LLM-Oriented Retrieval Tuner
Si Sun, Hanqing Zhang, Zhiyuan Liu, Jie Bao, Dawei Song
TL;DR
The paper tackles the challenge of integrating dense retrieval with large language models without fine-tuning the LLM itself. It analyzes layer-wise alignment and uniformity in frozen LLMs and shows these properties reside in different layers, motivating a lightweight LMORT tuner that uses two bidirectional attention blocks to fuse the best alignment and uniformity layers into a unified DR space. By freezing the LLM and training only LMORT, the approach achieves competitive zero-shot BEIR performance across several base LLMs with significantly reduced parameters and training time, illustrating strong efficiency and scalability.
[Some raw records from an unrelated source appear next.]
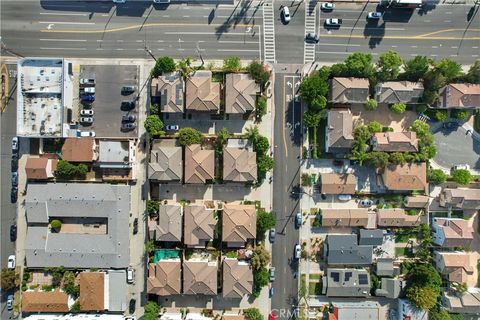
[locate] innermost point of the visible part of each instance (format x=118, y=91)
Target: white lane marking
x=64, y=22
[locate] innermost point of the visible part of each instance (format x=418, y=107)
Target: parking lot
x=108, y=99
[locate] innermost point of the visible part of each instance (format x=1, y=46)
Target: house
x=344, y=217
x=168, y=226
x=95, y=225
x=239, y=224
x=459, y=96
x=370, y=237
x=199, y=164
x=202, y=94
x=199, y=225
x=80, y=150
x=450, y=233
x=237, y=278
x=390, y=288
x=455, y=266
x=240, y=93
x=164, y=277
x=396, y=217
x=200, y=278
x=461, y=198
x=348, y=90
x=166, y=163
x=92, y=291
x=169, y=90
x=346, y=283
x=42, y=168
x=45, y=301
x=344, y=250
x=339, y=131
x=336, y=183
x=406, y=177
x=239, y=163
x=395, y=141
x=391, y=92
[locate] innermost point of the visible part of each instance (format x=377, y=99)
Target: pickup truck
x=333, y=22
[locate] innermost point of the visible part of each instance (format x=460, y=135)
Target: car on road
x=271, y=235
x=172, y=127
x=298, y=220
x=297, y=252
x=374, y=15
x=286, y=14
x=312, y=38
x=271, y=274
x=366, y=203
x=11, y=262
x=327, y=6
x=13, y=232
x=86, y=112
x=15, y=144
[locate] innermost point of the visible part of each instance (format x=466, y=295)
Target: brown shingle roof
x=164, y=278
x=459, y=95
x=239, y=165
x=79, y=150
x=240, y=93
x=239, y=223
x=335, y=183
x=92, y=291
x=395, y=141
x=410, y=176
x=199, y=277
x=237, y=279
x=48, y=302
x=202, y=94
x=199, y=225
x=199, y=164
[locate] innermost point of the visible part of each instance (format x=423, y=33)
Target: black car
x=13, y=232
x=135, y=226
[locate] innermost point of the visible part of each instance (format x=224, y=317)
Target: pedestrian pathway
x=268, y=32
x=310, y=26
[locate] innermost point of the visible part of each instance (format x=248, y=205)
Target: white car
x=86, y=112
x=11, y=262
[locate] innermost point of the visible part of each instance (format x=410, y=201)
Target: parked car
x=13, y=232
x=86, y=112
x=271, y=235
x=11, y=262
x=129, y=118
x=286, y=14
x=366, y=203
x=271, y=274
x=15, y=144
x=298, y=220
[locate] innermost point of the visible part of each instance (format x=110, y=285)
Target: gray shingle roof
x=75, y=250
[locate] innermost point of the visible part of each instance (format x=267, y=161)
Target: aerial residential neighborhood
x=240, y=160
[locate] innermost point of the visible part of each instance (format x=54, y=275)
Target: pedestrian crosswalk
x=268, y=32
x=310, y=26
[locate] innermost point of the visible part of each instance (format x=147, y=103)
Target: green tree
x=163, y=65
x=436, y=176
x=389, y=65
x=188, y=136
x=462, y=176
x=265, y=221
x=154, y=126
x=398, y=107
x=252, y=314
x=371, y=104
x=374, y=127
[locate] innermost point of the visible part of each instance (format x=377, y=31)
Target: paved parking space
x=108, y=98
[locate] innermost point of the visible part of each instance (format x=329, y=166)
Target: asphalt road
x=9, y=211
x=286, y=176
This plugin-style method enables memory-augmented generation by coupling external retrieval with generation without compromising the LLM’s versatility across tasks.
Abstract
Dense Retrieval (DR) is now considered as a promising tool to enhance the memorization capacity of Large Language Models (LLM) such as GPT3 and GPT-4 by incorporating external memories. However, due to the paradigm discrepancy between text generation of LLM and DR, it is still an open challenge to integrate the retrieval and generation tasks in a shared LLM. In this paper, we propose an efficient LLM-Oriented Retrieval Tuner, namely LMORT, which decouples DR capacity from base LLM and non-invasively coordinates the optimally aligned and uniform layers of the LLM towards a unified DR space, achieving an efficient and effective DR without tuning the LLM itself. The extensive experiments on six BEIR datasets show that our approach could achieve competitive zero-shot retrieval performance compared to a range of strong DR models while maintaining the generation ability of LLM.